Inside the 2019 Gender Parity Index
RepresentWomen’s 2019 Gender Parity Index (GPI) is the sixth report in the State of Women’s Representation series that tracks and evaluates women’s representation in all U.S. states and territories. It shows that only 18 states are more than 50 percent of the way to parity, and that the median parity score sits at a low 21 out of 100.
This year, no states were able to achieve parity. Leading the pack were New Hampshire (49.1), Washington (47.4), Maine (43.0), Nevada (42.,3), New Mexico (42.2), Michigan (41.2), California (38.2), Oregon (37.1), Arizona (36.9) and Minnesota (34.4); Utah (8.2), Louisiana (8.4), Montana (10.6), Arkansas (11.3), Texas (11.6), Mississippi (11.7), West Virginia (11.8), Georgia (11.8), Tennessee (12.1) and Vermont (12.2) held the lowest scores.
Regionally, we can see that the West Coast excels in women’s representation while the Midwest and Southeast are lagging behind.

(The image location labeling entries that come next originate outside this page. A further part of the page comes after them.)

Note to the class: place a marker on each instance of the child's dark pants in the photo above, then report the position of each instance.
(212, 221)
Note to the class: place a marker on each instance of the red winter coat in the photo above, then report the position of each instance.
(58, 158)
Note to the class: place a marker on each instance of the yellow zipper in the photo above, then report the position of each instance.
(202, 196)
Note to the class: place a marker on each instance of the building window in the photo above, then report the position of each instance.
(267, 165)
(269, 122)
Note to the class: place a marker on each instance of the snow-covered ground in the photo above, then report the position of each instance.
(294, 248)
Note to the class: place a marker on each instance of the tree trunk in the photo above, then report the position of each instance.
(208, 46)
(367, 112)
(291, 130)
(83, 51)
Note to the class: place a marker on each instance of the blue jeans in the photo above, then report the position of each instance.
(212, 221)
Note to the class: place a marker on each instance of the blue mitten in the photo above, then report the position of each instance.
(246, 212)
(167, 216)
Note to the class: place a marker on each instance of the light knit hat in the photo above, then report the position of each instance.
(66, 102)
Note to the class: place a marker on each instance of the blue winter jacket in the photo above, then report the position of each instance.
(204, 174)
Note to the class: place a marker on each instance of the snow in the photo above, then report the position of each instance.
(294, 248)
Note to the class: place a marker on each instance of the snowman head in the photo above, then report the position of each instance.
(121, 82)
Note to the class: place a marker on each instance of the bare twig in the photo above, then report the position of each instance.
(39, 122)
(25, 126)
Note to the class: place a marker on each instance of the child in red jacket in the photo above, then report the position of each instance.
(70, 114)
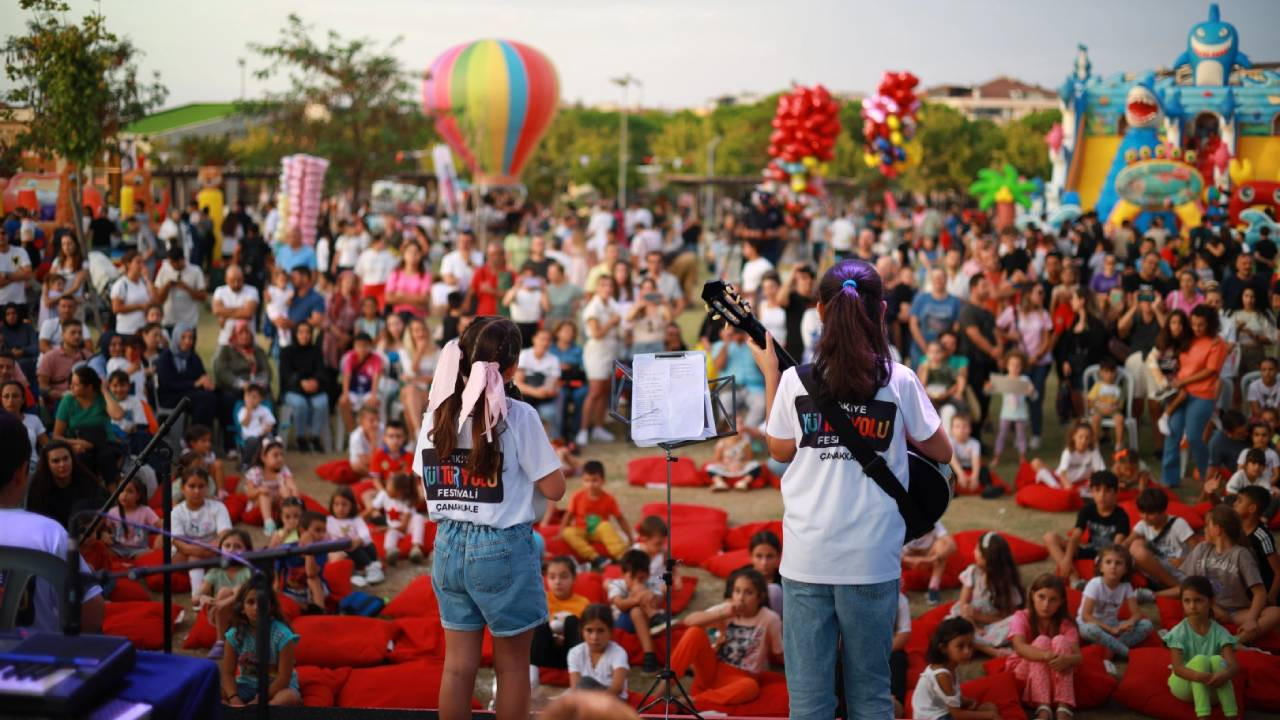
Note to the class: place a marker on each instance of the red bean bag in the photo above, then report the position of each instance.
(652, 472)
(556, 545)
(320, 686)
(420, 638)
(337, 472)
(1176, 509)
(1024, 551)
(740, 536)
(1001, 691)
(338, 641)
(181, 580)
(1093, 684)
(417, 600)
(128, 591)
(407, 686)
(236, 505)
(590, 586)
(337, 575)
(723, 564)
(771, 702)
(202, 633)
(1144, 688)
(1038, 496)
(1261, 680)
(140, 621)
(696, 533)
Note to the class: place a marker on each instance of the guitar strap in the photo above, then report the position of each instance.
(873, 463)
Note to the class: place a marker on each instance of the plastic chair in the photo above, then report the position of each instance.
(22, 564)
(1130, 424)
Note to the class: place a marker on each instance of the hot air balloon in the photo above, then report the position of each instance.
(492, 100)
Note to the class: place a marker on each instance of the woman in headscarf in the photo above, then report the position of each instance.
(237, 364)
(18, 340)
(181, 373)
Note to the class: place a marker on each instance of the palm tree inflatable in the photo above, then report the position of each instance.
(1002, 188)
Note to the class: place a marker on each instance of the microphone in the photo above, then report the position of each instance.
(183, 405)
(73, 588)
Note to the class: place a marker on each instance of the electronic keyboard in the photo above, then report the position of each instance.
(51, 674)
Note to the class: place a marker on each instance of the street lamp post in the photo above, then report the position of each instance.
(625, 82)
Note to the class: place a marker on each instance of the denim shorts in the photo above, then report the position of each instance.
(483, 577)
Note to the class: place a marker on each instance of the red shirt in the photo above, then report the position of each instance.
(581, 506)
(384, 464)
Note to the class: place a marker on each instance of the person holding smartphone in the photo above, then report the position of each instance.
(528, 301)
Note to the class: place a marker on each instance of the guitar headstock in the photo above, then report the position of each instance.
(723, 301)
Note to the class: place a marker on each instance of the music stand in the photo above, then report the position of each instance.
(723, 418)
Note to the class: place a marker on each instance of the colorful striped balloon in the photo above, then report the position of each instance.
(492, 101)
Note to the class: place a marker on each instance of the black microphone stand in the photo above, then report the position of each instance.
(158, 445)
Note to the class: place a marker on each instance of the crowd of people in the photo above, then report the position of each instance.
(334, 346)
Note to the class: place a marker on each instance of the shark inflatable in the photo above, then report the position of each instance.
(1212, 51)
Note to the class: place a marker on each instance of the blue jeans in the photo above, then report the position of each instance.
(570, 404)
(1191, 418)
(863, 615)
(1036, 405)
(310, 413)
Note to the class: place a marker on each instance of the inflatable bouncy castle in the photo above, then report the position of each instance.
(1201, 139)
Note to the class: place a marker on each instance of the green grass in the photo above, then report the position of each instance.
(179, 117)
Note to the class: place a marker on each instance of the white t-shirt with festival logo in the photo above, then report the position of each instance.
(839, 527)
(504, 501)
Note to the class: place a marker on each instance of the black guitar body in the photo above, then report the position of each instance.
(929, 484)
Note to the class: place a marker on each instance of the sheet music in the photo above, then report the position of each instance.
(670, 399)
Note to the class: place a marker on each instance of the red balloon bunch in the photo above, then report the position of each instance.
(890, 122)
(804, 137)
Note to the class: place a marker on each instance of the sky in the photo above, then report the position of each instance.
(686, 53)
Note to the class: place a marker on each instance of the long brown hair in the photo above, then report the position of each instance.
(851, 356)
(487, 340)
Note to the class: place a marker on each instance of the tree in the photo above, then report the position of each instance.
(348, 103)
(81, 82)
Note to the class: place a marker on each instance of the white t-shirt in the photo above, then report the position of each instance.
(202, 523)
(580, 661)
(1174, 543)
(19, 528)
(233, 300)
(839, 527)
(375, 265)
(455, 264)
(13, 260)
(528, 305)
(842, 235)
(348, 249)
(1262, 395)
(754, 272)
(179, 306)
(547, 365)
(1106, 601)
(499, 502)
(256, 422)
(132, 294)
(359, 446)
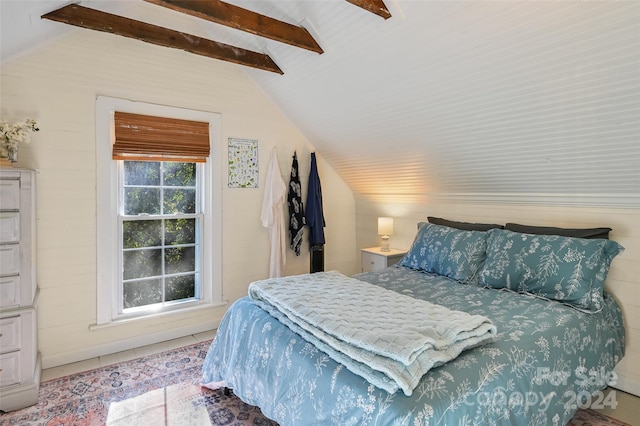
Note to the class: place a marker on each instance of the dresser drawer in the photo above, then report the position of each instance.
(9, 194)
(9, 259)
(9, 227)
(9, 369)
(10, 336)
(9, 291)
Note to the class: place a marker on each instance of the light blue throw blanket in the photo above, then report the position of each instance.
(388, 338)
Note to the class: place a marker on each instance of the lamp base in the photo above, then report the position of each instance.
(385, 243)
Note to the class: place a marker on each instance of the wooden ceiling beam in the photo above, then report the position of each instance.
(374, 6)
(85, 17)
(246, 20)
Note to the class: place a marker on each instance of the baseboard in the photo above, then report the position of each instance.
(126, 344)
(627, 384)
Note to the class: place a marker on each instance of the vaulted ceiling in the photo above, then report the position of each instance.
(465, 98)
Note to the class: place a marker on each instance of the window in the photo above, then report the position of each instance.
(161, 225)
(158, 210)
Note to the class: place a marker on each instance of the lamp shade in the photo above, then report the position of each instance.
(385, 226)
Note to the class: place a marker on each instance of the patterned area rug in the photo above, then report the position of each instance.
(160, 389)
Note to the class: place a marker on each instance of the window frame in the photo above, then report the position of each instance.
(108, 226)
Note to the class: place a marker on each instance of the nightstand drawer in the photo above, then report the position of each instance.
(374, 259)
(372, 262)
(9, 368)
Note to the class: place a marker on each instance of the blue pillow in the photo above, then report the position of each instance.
(447, 251)
(570, 270)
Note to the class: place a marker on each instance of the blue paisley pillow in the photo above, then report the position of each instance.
(447, 251)
(570, 270)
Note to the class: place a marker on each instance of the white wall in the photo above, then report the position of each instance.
(57, 85)
(623, 280)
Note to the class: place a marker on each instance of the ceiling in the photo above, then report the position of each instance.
(533, 99)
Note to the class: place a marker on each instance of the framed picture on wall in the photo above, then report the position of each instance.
(243, 163)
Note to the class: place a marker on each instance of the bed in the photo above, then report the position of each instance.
(559, 336)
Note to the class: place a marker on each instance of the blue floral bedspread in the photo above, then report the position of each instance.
(547, 361)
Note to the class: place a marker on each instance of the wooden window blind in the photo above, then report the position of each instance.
(149, 138)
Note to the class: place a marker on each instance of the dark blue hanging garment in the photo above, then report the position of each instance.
(296, 209)
(314, 214)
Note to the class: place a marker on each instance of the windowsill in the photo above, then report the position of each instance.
(128, 320)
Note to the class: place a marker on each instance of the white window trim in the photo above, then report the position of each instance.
(107, 199)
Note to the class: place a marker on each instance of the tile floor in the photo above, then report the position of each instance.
(627, 409)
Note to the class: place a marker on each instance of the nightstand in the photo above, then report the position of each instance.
(374, 260)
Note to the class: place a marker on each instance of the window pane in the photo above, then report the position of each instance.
(142, 173)
(180, 259)
(141, 200)
(180, 231)
(179, 174)
(179, 201)
(142, 233)
(182, 287)
(140, 293)
(142, 263)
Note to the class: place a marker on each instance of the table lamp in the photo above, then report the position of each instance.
(385, 228)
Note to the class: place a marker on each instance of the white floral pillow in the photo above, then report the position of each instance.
(570, 270)
(446, 251)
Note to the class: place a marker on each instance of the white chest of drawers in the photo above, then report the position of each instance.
(19, 358)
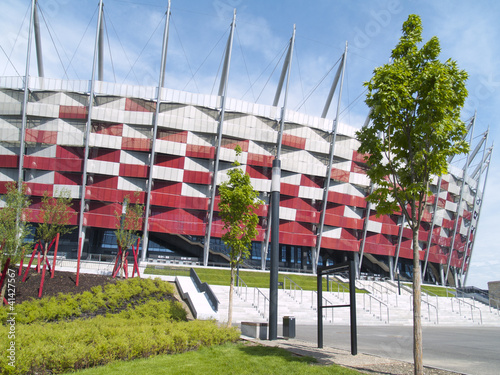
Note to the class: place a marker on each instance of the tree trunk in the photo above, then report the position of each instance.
(231, 291)
(417, 320)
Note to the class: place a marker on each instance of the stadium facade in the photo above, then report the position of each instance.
(104, 141)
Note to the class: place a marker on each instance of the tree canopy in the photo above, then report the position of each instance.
(13, 224)
(415, 102)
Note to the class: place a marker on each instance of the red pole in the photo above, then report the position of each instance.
(4, 272)
(55, 255)
(78, 263)
(29, 264)
(38, 263)
(116, 268)
(20, 271)
(43, 279)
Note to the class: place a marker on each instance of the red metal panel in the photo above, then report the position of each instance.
(262, 173)
(172, 135)
(136, 144)
(340, 244)
(193, 177)
(39, 189)
(307, 216)
(108, 182)
(41, 136)
(73, 112)
(107, 128)
(9, 161)
(67, 152)
(293, 141)
(380, 249)
(260, 160)
(312, 181)
(139, 105)
(357, 157)
(62, 178)
(202, 152)
(339, 175)
(346, 199)
(105, 154)
(232, 143)
(289, 189)
(343, 222)
(297, 203)
(167, 187)
(134, 170)
(170, 161)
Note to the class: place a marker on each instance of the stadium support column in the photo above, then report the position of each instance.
(365, 231)
(161, 79)
(286, 68)
(81, 232)
(398, 246)
(38, 44)
(222, 95)
(24, 118)
(326, 187)
(275, 203)
(486, 166)
(482, 143)
(433, 223)
(460, 200)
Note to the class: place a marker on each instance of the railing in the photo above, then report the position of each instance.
(295, 286)
(496, 302)
(376, 300)
(258, 296)
(472, 307)
(429, 305)
(204, 287)
(381, 288)
(345, 290)
(239, 288)
(325, 302)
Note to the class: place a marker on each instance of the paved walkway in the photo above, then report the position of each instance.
(365, 363)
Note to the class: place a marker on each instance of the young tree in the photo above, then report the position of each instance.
(415, 103)
(56, 216)
(128, 225)
(238, 202)
(13, 228)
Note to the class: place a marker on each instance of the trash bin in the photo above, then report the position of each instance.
(289, 327)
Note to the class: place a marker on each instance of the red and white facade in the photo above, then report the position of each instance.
(118, 164)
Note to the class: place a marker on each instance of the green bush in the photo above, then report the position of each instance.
(113, 298)
(157, 327)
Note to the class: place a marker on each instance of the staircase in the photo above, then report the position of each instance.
(381, 305)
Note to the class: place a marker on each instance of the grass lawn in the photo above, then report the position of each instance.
(440, 291)
(252, 279)
(225, 359)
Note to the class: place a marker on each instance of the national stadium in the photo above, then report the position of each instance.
(104, 141)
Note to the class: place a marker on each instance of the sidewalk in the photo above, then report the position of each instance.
(367, 364)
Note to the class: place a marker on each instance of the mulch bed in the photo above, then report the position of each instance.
(63, 282)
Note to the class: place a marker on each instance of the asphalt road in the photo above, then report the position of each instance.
(468, 350)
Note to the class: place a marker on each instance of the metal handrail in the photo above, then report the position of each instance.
(339, 285)
(429, 305)
(497, 303)
(370, 305)
(239, 287)
(256, 301)
(295, 286)
(472, 307)
(325, 302)
(387, 291)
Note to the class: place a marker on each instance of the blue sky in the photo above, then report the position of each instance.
(468, 32)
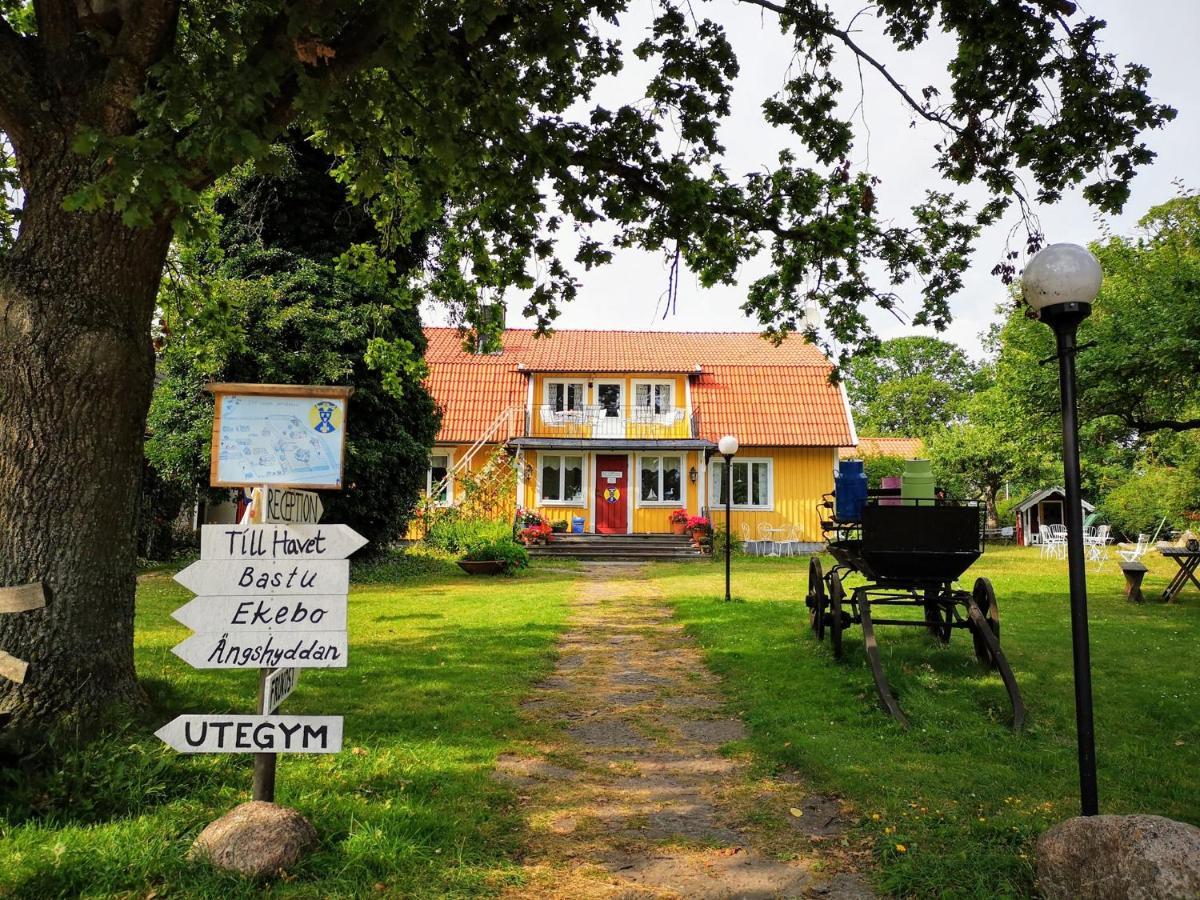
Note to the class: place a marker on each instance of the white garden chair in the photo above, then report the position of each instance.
(1138, 551)
(767, 537)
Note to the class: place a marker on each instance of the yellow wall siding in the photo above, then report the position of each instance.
(801, 477)
(633, 430)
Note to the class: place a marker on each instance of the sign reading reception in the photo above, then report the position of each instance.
(280, 435)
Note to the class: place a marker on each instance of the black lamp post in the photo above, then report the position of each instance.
(727, 448)
(1060, 283)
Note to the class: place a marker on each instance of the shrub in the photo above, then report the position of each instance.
(455, 534)
(1147, 498)
(507, 551)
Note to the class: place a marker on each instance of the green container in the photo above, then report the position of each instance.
(916, 483)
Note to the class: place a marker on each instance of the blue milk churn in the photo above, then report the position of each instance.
(850, 490)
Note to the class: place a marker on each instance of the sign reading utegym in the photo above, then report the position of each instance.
(253, 733)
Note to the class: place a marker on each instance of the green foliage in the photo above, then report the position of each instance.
(910, 387)
(514, 556)
(460, 121)
(279, 311)
(877, 467)
(1149, 497)
(454, 533)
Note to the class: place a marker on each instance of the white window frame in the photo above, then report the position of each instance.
(562, 480)
(718, 465)
(429, 475)
(580, 383)
(683, 479)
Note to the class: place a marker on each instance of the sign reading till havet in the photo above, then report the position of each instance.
(253, 733)
(279, 541)
(289, 436)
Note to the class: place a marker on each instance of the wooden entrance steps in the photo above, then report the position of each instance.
(618, 547)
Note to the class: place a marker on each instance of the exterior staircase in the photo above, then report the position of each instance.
(618, 547)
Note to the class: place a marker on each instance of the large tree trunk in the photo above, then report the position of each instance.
(77, 295)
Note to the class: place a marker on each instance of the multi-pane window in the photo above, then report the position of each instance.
(564, 396)
(655, 397)
(751, 484)
(660, 479)
(436, 483)
(562, 479)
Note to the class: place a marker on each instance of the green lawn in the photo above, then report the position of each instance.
(438, 665)
(961, 796)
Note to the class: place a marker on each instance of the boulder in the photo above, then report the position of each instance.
(1120, 858)
(257, 839)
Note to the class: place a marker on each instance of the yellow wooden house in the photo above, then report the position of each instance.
(618, 429)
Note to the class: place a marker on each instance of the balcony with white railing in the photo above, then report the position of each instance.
(612, 423)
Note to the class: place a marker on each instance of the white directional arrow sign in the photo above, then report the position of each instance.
(264, 649)
(279, 541)
(288, 612)
(253, 733)
(263, 577)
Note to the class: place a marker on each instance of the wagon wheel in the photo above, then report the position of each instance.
(816, 599)
(937, 617)
(837, 594)
(984, 597)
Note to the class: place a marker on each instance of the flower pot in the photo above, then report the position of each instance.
(481, 567)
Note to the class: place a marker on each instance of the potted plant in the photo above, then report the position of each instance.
(699, 528)
(535, 534)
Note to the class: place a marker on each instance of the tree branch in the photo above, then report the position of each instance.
(19, 95)
(825, 28)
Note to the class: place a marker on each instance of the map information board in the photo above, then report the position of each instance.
(294, 441)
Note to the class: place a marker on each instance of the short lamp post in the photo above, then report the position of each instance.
(1060, 283)
(727, 448)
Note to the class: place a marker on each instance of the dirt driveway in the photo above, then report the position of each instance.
(636, 792)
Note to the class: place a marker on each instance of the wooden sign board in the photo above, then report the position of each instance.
(264, 577)
(279, 541)
(277, 688)
(263, 649)
(253, 733)
(315, 612)
(294, 507)
(281, 435)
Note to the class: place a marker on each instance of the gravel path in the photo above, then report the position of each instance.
(634, 792)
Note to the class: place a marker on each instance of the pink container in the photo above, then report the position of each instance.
(891, 483)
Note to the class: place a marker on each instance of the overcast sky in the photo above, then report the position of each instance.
(1161, 34)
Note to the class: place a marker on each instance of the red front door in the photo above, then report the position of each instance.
(612, 495)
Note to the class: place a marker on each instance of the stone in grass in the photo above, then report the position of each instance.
(1120, 858)
(256, 839)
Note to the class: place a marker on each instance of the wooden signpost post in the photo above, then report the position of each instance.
(22, 598)
(271, 592)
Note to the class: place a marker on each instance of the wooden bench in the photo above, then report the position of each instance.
(1134, 573)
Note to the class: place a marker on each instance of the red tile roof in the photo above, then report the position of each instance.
(907, 448)
(742, 384)
(771, 406)
(473, 395)
(581, 351)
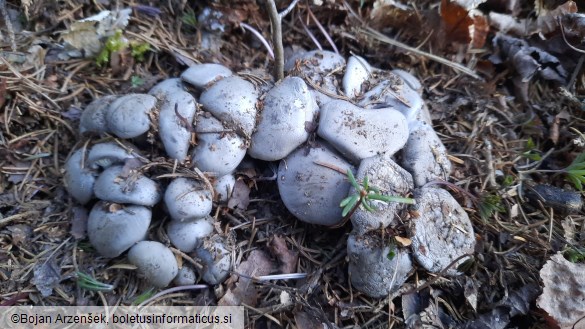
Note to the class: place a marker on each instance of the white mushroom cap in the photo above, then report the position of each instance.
(79, 181)
(188, 199)
(116, 186)
(112, 230)
(188, 234)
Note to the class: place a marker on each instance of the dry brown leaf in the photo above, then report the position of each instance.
(244, 291)
(465, 26)
(563, 295)
(546, 22)
(240, 196)
(286, 258)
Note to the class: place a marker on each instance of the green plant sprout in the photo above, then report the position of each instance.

The GPI highlights the reality of these geographic trends as a majority of the states with the top 10 gender parity scores are located on the west coast while the bottom 10 scores are mostly located in the southeast.
In 2018, most west coast states were scoring between 25 and 32.9, making them “C” states. The 2019 report shows that these states now score between 33 and 49.9, making them “B” states. The success of the west coast GPI scores compared to the stagnation of midwest and southeast GPI scores show that the gap between the regions is growing larger, and that more needs to be done in these states to support women candidates.
Over the course of this year, the United States has ranked between 77th and 78th in the world for women’s representation in the U.S. House of Representatives.
The Inter-Parliamentary Union has been classifying countries according to the percentage of women in the singular and lower houses of their respective national parliaments and has been doing since 1997. The U.S. ranked 45th out of 179 countries in the world 20 years ago for the percentage of women (13 percent) in the House of Representatives, but at the start of May, the U.S. ranked 77th out of the 192 countries counted.
Almost half of the world’s nations are outpacing the U.S. in women’s representation, largely due to the fact that many of these countries use multi-winner districts and some type of proportional voting- both proven to increase the number of women who are running for and being elected to public office. Mozambique (40 percent), South Africa (45 percent), Spain (47 percent) and Mexico (48 percent) are all still closer to parity than the U.S., and Andorra (50 percent), Bolivia (53 percent), Cuba (53 percent) and Rwanda (61 percent) have achieved gender-balanced of women-led national legislatures.
The 2019 GPI shows that we need to level the playing field for female candidates across the racial, political and geographic spectrum of the United States so more women are able to run and be elected. Our democracy, at every level of government, will benefit and be strengthened by efforts to reach parity—reviving collaborating and bipartisanship, encouraging new styles of leadership and building a greater trust for elected bodies.